When I turned 13, the dreaded and anxiety provoking time had arrive. It was time to start studying for my Bat Mitzvah. I had multiple sponsors who essentially forced me to learn how to read Hebrew, although that makes it sound rather dramatic. But it was true, growing up in a reform Jewish household, not having my Bat Mitzvah was not an option. From my parents, to my temple, the rabbis and my Hebrew tutor Aza, learning Hebrew and everything I had to grasp for my Bat Mitzvah was definitely a challenging new form of literacy I had to take on. Being the youngest of three, I’d seen both my older siblings go through the same process. Prior to it, you have to go through months of studying and weekly tutoring session on how to read Hebrew. Than once it came time, I would have to stand in front of my family, friends and congregation at my temple and lead them in prayers, read a portion from the Torah and the Haftorah in Hebrew, and than give a speech on my own interpretation of my Torah portion. Not only did I have to learn the Hebrew words, but I had to learn the cantillation that came with it. When reading the Torah, there are accents or notes known as trope symbols, that help one read/chant the Torah correctly. Everything felt like so much to take on, and I was left feeling so uneasy and fearful about the whole thing, especially when I started my tutoring sessions.
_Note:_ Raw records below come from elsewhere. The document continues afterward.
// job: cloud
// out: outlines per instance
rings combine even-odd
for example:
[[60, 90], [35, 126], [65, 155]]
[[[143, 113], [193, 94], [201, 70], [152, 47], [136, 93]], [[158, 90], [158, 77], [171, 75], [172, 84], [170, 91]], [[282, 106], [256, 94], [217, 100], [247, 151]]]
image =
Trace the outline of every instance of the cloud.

My Hebrew tutor was this tiny little Israeli woman named Aza, and it was always so hard to understand her due to her heavy Israeli accent. Aza always spoke softly, until she started reciting Hebrew and it was like a whole nother voice was projected into the room. Aza lived in this tiny house, with the most minimal furniture I’d ever seen. Her house always seemed to smell like artificial fragrances. Both my siblings had also had her as their tutor as well, so I knew what I was in for. She would always had a little bowl of candy sitting on a table in the center of her living room. We would sit on her low couch that makes you sink down even more when you sit, and practice Hebrew and trope for 2 hours, until my mom came and picked me up. My parents were always on me about studying and practicing outside of my tutoring sessions, so I’d have to listen to this CD of Aza singing and chanting my Torah Portion and the tropes. I can distinctly remember the sound of her voice ringing through the old speakers in my living room, and how I’d have to repeatedly play the tracks over and over again as I was read along to the Hebrew.
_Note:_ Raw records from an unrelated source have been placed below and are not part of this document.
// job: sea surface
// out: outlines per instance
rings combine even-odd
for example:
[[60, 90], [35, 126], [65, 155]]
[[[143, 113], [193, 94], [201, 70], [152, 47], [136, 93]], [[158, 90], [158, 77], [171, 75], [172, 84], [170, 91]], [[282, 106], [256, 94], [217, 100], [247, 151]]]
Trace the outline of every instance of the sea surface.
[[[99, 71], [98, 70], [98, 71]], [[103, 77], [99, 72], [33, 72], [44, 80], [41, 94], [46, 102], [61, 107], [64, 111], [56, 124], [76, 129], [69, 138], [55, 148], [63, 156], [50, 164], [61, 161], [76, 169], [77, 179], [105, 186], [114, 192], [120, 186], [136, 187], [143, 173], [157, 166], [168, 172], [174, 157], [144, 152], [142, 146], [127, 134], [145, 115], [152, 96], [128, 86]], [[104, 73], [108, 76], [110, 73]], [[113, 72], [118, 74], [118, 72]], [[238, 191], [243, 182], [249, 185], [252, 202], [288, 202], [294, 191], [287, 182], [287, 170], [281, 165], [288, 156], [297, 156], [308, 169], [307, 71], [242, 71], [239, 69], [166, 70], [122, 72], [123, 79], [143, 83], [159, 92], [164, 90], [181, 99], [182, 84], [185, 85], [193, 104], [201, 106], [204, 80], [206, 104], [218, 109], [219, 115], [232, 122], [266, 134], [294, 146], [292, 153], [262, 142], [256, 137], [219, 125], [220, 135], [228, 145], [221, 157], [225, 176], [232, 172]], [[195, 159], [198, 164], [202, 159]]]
It wasn’t that I regret having my Bat Mitzvah or learning this new form of literacy and communication, I understood that it was a tradition in my community that continued through generations. I understood that I was lucky to be able to stand on the bima and have my Bat Mitzvah, as only decades ago, Jewish women didn’t have that right. I’m glad that I went through that experience because the knowledge I gained from it, in the end, outweighed all the stress it caused.